Brooklyn-based drill rapper Ice Spice (Isis Gaston) has taken the world by storm. In the age of an internet-dominated music industry, with apps facilitating the rise of dozens of pop and hip-hop artists, Ice Spice’s internet relevancy is more poignant than ever. Her fame is largely thanks to TikTok. Ice Spice’s whispery, unconventional flow, unique sample choice, and arguably comical bars make her a prime player for internet fame. Songs like “Munch (Feelin’ U),” “In Ha Mood” and “Boys a Liar Pt. 2” (featuring pop sensation Pink Pantheress) are prime choices to play and have a laugh. Besides Ice Spice’s signature vocals and inspiringly blunt lyricism, her status as a New York drill rapper has greatly contributed to her rise to fame. Drill is a hugely influential subgenre of hip-hop which is currently moving into the mainstream, and becoming one of the most innovative, ear-catching subgenres in hip-hop in the 2020s.
“Drill music shares similar characteristics with trap music; its beats are characterised by flighty hi-hats and deep sliding bass lines.”
Drill music shares similar characteristics with trap music; its beats are characterised by flighty hi-hats and deep sliding bass lines. Mainstream drill artists include Chief Keef, Pop Smoke, Digga D and many more. Now an international movement, the genre started to gain traction in the early 2010s in Chicago, originating in the city’s O-block, a public housing project defined by some of the most influential drill rappers of all time such as Chief Keef and King Von. Hits from Chief Keef such as “Love Sosa,” “I Don’t Like,” “**” and “Hate Bein’ Sober” helped to facilitate the rise of the genre and it quickly spread globally. In 2012, the UK drill genre grew in Brixton, London, and borrowed heavily from Chicago drill’s drum patterns, sliding bass, and violent lyricism. It wasn’t until the 2020s that a unique drill scene emerged in New York.
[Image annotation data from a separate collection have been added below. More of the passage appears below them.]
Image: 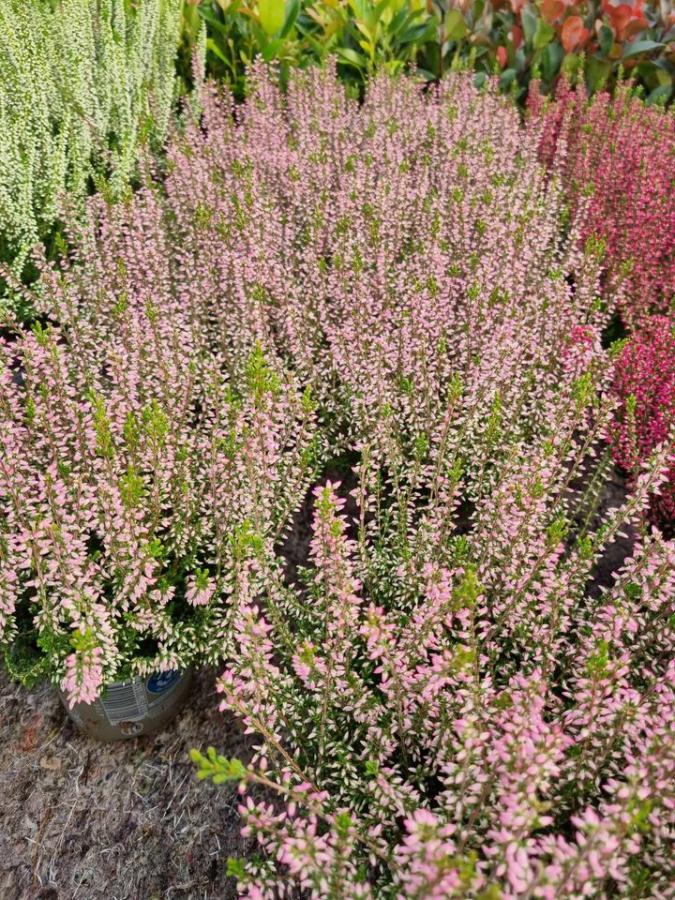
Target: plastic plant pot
[61,669,192,742]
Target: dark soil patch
[0,671,250,900]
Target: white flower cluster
[0,0,181,292]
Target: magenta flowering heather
[181,70,675,900]
[529,80,675,326]
[610,316,675,529]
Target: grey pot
[61,669,192,742]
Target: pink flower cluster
[611,316,675,528]
[161,70,675,898]
[529,80,675,327]
[0,191,320,702]
[0,59,675,888]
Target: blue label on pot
[147,669,181,694]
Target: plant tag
[101,681,148,725]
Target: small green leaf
[443,9,469,41]
[621,41,666,59]
[532,19,555,50]
[258,0,286,36]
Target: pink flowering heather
[0,192,318,702]
[611,316,675,529]
[182,70,675,900]
[529,81,675,326]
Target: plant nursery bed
[0,671,248,900]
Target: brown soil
[0,672,250,900]
[0,470,637,900]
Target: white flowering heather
[0,192,318,702]
[177,73,675,900]
[0,0,181,288]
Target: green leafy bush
[185,0,675,102]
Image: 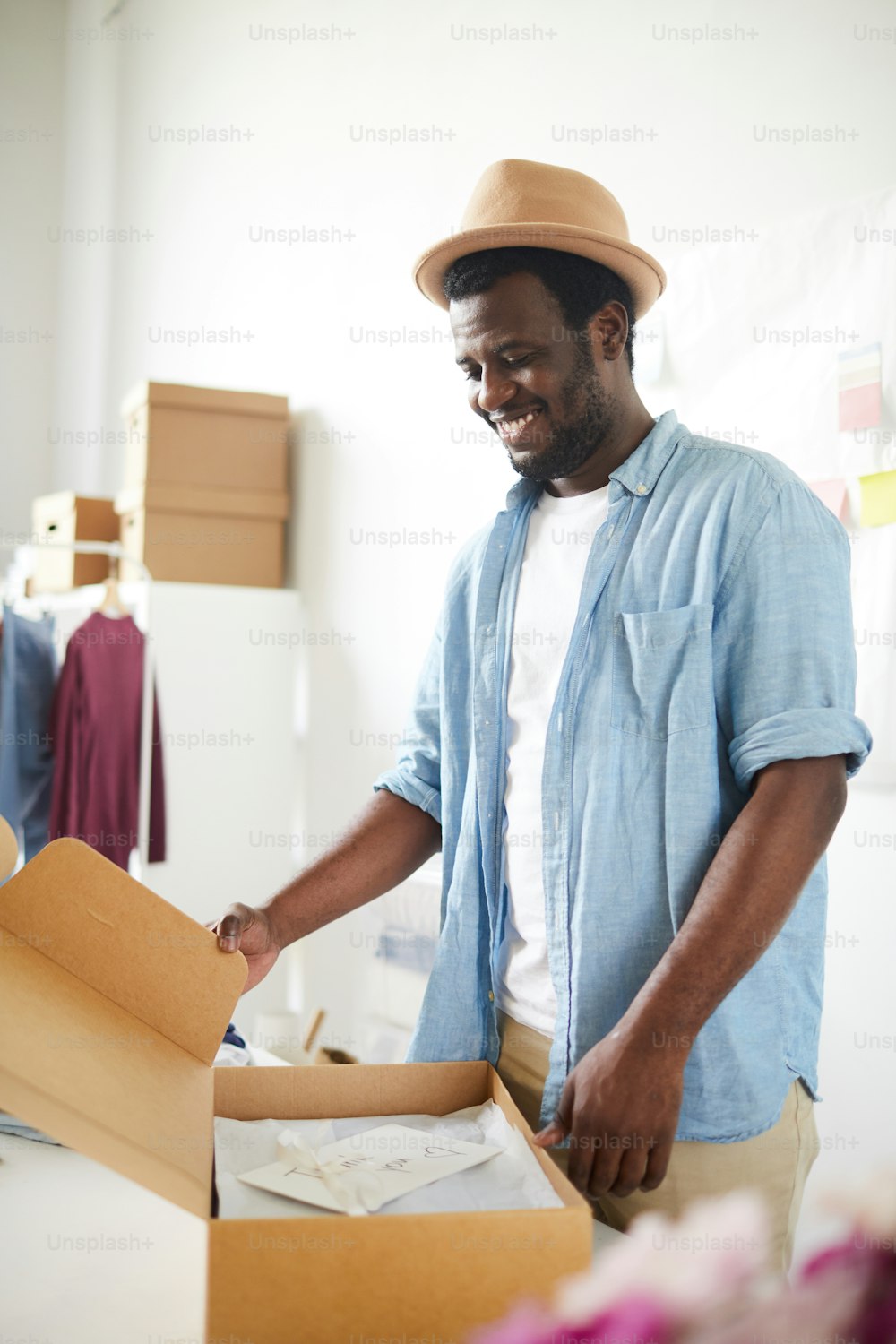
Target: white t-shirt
[497,486,610,1037]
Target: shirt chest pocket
[610,602,715,739]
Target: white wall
[0,0,65,546]
[4,0,893,1258]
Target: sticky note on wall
[837,341,880,430]
[806,478,847,523]
[858,472,896,527]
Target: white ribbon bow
[277,1129,383,1218]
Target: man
[216,160,871,1269]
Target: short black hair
[442,247,634,373]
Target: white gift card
[239,1125,504,1215]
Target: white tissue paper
[215,1101,563,1218]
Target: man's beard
[508,333,618,481]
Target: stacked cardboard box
[116,383,289,588]
[28,491,118,593]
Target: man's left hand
[535,1031,686,1199]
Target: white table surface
[0,1133,619,1344]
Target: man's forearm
[263,789,442,946]
[614,757,845,1055]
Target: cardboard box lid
[121,382,289,421]
[116,486,289,521]
[30,491,113,521]
[0,840,247,1217]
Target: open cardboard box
[0,824,592,1344]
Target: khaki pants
[497,1012,818,1274]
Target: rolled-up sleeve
[374,618,442,825]
[713,480,872,793]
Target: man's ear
[589,298,629,363]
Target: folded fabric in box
[215,1101,563,1219]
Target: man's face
[449,271,619,481]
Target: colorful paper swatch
[858,472,896,527]
[837,341,880,430]
[807,478,848,523]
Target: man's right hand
[205,902,283,994]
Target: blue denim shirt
[374,411,871,1142]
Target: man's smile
[489,406,541,445]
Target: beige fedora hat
[414,159,667,317]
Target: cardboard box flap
[116,483,289,521]
[121,382,289,421]
[0,840,248,1066]
[0,935,213,1217]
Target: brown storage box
[121,383,289,494]
[30,491,118,593]
[0,827,592,1344]
[116,486,289,588]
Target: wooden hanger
[97,556,130,620]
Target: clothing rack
[0,538,153,882]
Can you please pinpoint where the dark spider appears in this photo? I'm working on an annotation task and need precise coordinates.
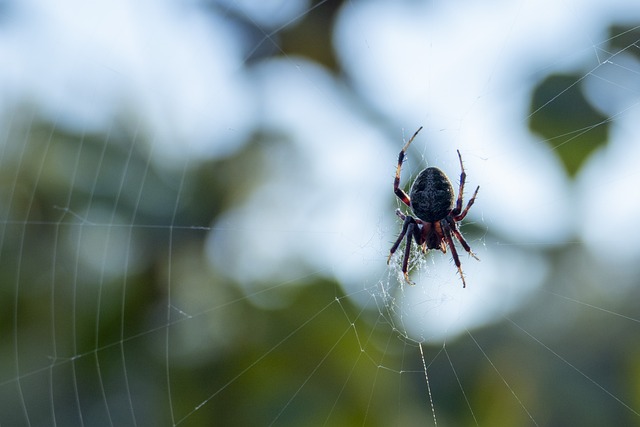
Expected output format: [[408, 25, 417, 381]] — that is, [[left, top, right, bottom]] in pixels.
[[387, 126, 480, 288]]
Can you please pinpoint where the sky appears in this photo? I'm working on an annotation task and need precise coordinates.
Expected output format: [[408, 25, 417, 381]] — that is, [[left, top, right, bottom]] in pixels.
[[0, 0, 640, 340]]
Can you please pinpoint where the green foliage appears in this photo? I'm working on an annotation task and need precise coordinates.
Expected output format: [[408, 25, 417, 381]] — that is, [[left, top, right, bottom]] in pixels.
[[529, 74, 609, 177]]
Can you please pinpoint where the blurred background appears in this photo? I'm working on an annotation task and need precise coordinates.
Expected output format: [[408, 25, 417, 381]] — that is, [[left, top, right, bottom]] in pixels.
[[0, 0, 640, 426]]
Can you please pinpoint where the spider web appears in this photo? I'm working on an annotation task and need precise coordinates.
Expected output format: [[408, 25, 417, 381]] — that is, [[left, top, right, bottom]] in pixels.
[[0, 0, 640, 426]]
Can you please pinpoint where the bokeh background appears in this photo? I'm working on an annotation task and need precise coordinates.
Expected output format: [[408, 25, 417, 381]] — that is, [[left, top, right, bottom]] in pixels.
[[0, 0, 640, 426]]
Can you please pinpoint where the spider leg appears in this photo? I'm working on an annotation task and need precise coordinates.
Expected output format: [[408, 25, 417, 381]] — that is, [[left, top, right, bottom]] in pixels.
[[402, 222, 416, 285], [393, 126, 422, 206], [387, 214, 414, 264], [451, 222, 480, 261], [440, 221, 468, 288], [451, 185, 480, 221], [451, 150, 468, 216]]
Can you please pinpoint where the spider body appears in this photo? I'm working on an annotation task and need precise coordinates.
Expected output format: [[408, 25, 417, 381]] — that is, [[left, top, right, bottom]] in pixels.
[[387, 127, 480, 287], [409, 168, 454, 222]]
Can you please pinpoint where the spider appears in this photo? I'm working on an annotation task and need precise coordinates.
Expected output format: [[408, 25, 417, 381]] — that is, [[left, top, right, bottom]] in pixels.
[[387, 126, 480, 288]]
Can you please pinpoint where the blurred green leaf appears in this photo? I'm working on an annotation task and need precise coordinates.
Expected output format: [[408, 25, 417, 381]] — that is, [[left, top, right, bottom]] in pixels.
[[529, 74, 609, 177]]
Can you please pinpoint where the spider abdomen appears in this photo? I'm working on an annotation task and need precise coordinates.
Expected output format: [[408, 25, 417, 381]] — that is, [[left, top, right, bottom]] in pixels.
[[409, 167, 454, 222]]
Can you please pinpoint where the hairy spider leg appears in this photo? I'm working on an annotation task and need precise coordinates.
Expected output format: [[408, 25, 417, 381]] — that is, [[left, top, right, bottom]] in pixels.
[[440, 221, 467, 288], [393, 126, 422, 206], [402, 222, 417, 285], [451, 150, 480, 221], [451, 223, 480, 261], [387, 214, 413, 264], [451, 185, 480, 221]]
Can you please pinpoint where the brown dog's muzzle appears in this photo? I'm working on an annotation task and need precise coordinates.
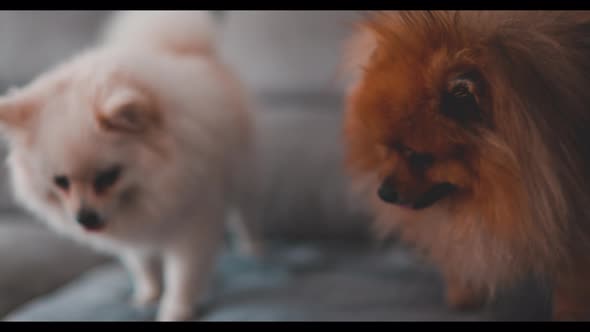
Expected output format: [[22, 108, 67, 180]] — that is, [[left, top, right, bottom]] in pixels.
[[377, 176, 457, 210]]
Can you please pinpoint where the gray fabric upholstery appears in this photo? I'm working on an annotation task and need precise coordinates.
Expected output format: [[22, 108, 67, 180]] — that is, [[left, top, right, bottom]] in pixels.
[[6, 245, 549, 321], [0, 216, 105, 316]]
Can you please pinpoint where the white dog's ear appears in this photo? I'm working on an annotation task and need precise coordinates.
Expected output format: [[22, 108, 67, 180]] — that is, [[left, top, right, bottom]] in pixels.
[[97, 88, 160, 133], [0, 89, 37, 132]]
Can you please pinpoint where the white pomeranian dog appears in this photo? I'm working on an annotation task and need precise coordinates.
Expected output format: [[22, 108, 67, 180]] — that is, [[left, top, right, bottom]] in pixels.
[[0, 11, 257, 320]]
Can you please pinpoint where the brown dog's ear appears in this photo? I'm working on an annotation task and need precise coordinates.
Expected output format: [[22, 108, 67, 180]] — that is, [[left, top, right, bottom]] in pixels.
[[97, 88, 160, 133], [0, 89, 37, 132]]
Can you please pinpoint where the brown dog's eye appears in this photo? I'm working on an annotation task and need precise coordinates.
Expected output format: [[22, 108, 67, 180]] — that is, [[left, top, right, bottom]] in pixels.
[[53, 175, 70, 190], [440, 76, 482, 124], [94, 166, 121, 193]]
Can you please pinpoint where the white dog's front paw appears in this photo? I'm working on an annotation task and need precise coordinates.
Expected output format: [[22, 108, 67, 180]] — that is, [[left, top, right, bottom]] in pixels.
[[131, 287, 160, 308], [156, 303, 194, 322]]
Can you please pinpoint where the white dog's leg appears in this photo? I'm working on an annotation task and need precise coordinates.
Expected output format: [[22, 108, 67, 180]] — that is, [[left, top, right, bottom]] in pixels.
[[157, 218, 223, 321], [121, 252, 161, 307]]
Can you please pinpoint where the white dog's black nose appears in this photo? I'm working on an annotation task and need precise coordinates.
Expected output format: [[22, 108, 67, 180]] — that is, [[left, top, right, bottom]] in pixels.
[[76, 208, 104, 230]]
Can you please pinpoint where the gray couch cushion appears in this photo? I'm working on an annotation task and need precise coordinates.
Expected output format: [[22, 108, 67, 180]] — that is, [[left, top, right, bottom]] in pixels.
[[0, 215, 105, 316], [6, 245, 549, 321]]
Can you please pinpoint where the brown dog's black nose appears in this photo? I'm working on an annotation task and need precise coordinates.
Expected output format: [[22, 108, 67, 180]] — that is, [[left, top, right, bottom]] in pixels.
[[76, 208, 104, 230]]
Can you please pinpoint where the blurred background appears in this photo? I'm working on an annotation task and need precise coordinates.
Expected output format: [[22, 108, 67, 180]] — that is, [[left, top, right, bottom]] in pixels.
[[0, 11, 547, 321]]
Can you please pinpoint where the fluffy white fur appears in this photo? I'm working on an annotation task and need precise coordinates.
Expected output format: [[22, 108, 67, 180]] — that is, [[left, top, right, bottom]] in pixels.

The New York drill sound is defined by classic drill drum patterns overlayed by looped sampling and is currently being pioneered by producers and artists such as EvilGiane, POLO PERKS and Riot. Now, drill lyrics have diversified to accommodate a mainstream audience, deviating from exclusively gang-related topics. This has allowed artists like Ice Spice to take the stage while still fitting into the New York drill category. Her popularity has infiltrated pop culture everywhere, as it has Dublin.
“Dublin-based rapper and designer TraviS, in collaboration with producer Elzzz, released a straight-shot UK drill album in January this year that blew the Irish iTunes charts up astronomically.”
Ice Spice’s popularity is obvious in Dublin considering the city’s pre-existing appreciation for drill music. The hip-hop music scene in Dublin seems to take inspiration from both UK and American influences — the amount of both UK and American drill that is played during hip-hop DJ sets in Dublin is a testament to that. Drill is so evidently an international movement that has little regard for national borders. Dublin-based rapper and designer TraviS, in collaboration with producer Elzzz, released a straight-shot UK drill album in January this year that blew the Irish iTunes charts up astronomically. The project is unapologetic in its UK drill status, yet dips its toes into experimental sampling and alternative rap trends. Drill influence has also reached Dublin producers. DJ and producer Rory Sweeney’s recent single boasts a lively feature from E the Artist. The song starts with a sample of the introduction to Chief Keef’s “Love Sosa”. Although “Love Sosa” has become very mainstream, the sample speaks for drill’s relevancy everywhere.
However, it’s not just drill that has found a home in the Dublin hip-hop scene. Chamomile Club is a group of creatives aiming to cultivate community through music, fashion, digital arts and dancing. The recently-formed group holds night events at various spaces around Dublin, where hip-hop dominates the aux. Although not all the members of Chamomile create hip-hop music, the genre is a staple of their events, featuring artists like Pop Smoke, Playboi Carti, Lil Uzi Vert and Pierre Bourne. Another group by the name of WLIN underground is a Dublin-based underground hip-hop collective who have hosted a handful of events at The Workman’s Club this past academic year. While Chamomile often plays mainstream hip-hop and trap, WLIN features rising sub-genres of hip-hop that haven’t made it to the mainstream, such as pluggnb, tread, surge and rage. To give a simple description of these genres, they harbour ethereal and spacey beats and often emphasise experimental production. More mainstream artists who may be heard at a WLIN event include Yeat, Destroy Lonely, Summrs and Autumn!. The collective also features performances from Dublin-based rappers who are influenced by these subgenres, such as Desires and phatphuq.
“Both Chamomile Club and WLIN Underground are examples of this, as collectives that celebrate and uplift hip-hop.”
There are countless innovative creatives making waves in the underground hip-hop scene in Dublin. Both Chamomile Club and WLIN Underground are examples of this, as collectives that celebrate and uplift hip-hop. Those who appreciate hip-hop and enjoy a creative scene should not miss these Dublin events.